Call Me Kutchu takes an intimate and thought provoking look at the state of affairs for members of the LGBT community in Uganda, against the backdrop of the kill the gays bill.
In recent years the world has become aware of the negativity shown towards gay men and women in Uganda, and this film shows us what activists in the country are doing to try and make inequality a thing of the past. It also shows us the final year of gay rights activist David Kato towards the latter half of the film, which will evoke strong emotions from the audience, some of you may even cry.
The documentary is an eye opener for those of us who live in the West that don’t realise how easy life is compared to that of many around the world. In the documentary we hear a number of harrowing tales from a select group of gay people and activists in Uganda that range from violence, stoning, abandonment and even rape. Some of these tales will leave you open mouthed and shocked that nearly 50 years after gay liberation started, some people are still subjected to persecution on a daily basis.
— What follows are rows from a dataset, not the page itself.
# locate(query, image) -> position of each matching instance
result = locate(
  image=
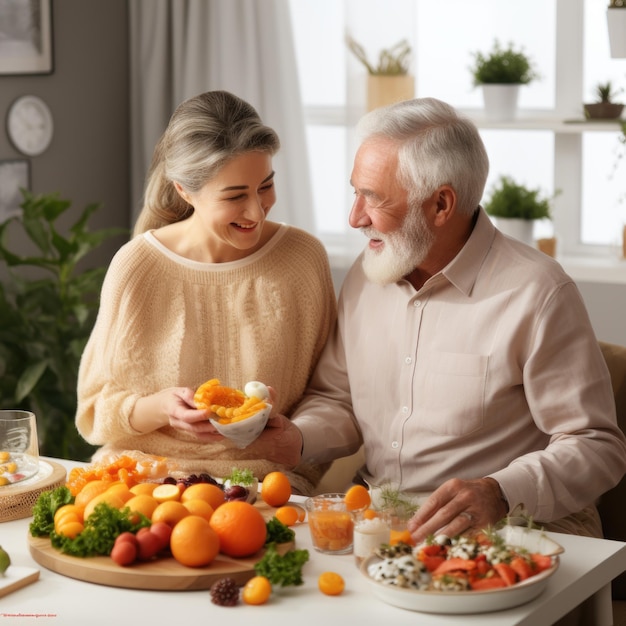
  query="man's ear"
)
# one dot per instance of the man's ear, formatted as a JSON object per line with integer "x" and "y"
{"x": 445, "y": 204}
The realisation of just how severe things are in Uganda is shown when David Kato is murdered and the scene that ensues at his funeral.
One thing that is particularly good about this film is the way in which directors Katherine Fairfax Wright and Malika Zouhali-Worrall show us the debate on homosexuality in Uganda from both sides. We see the negative affects it has on people on a daily basis and what they are doing in the fight for equality, but they also enable us to see the mind-set of the people trying to oppress them and how they are targeting gay people. This is most evident when we are told by the managing editor of The Rolling Stone newspaper that in the name of journalism, they would ignore the right of privacy to expose gay people for public knowledge, and also how the paper itself links gay people to terrorism.
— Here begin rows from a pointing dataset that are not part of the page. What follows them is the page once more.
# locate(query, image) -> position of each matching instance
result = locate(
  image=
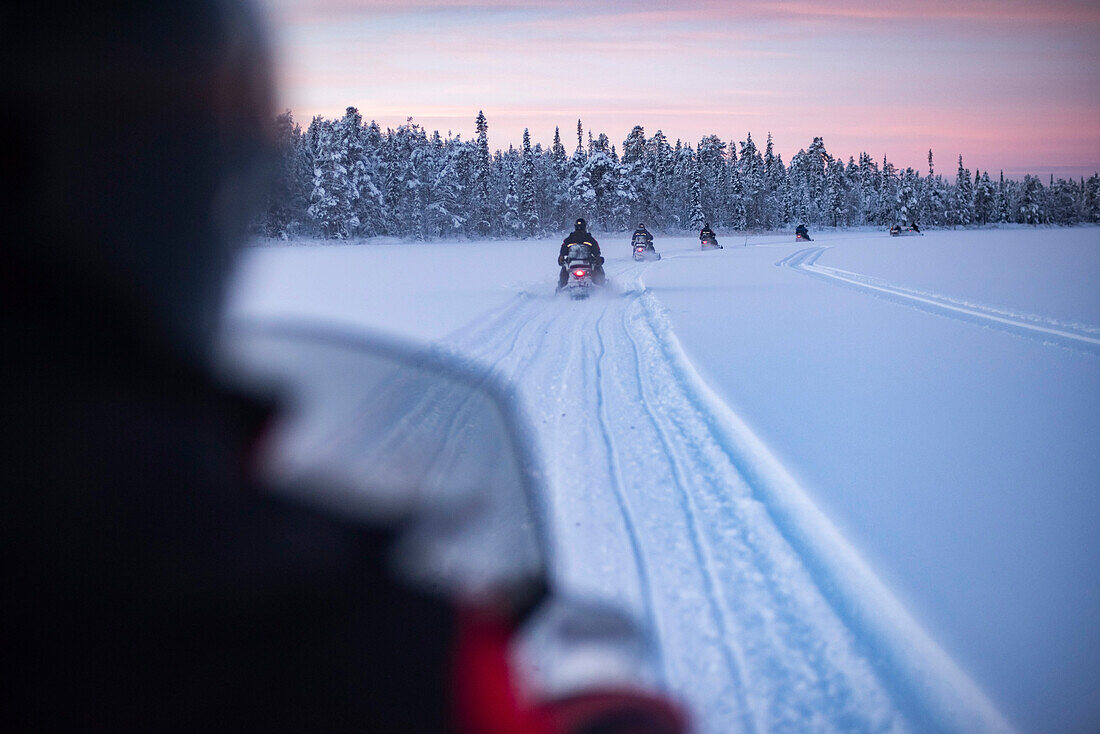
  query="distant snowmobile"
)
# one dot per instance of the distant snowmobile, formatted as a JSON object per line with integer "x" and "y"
{"x": 644, "y": 249}
{"x": 581, "y": 263}
{"x": 912, "y": 230}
However against the sadness of the documentary you see hope in the LGBT community, as they enjoy themselves together and remain positive in a shared optimism that one day Uganda will be fully equal.
Overall Verdict: The film is a touching and informative human tragedy that will have you engrossed from beginning to end, and cheer when you see just how much progress they are making. But as they mention throughout the film the struggle continues.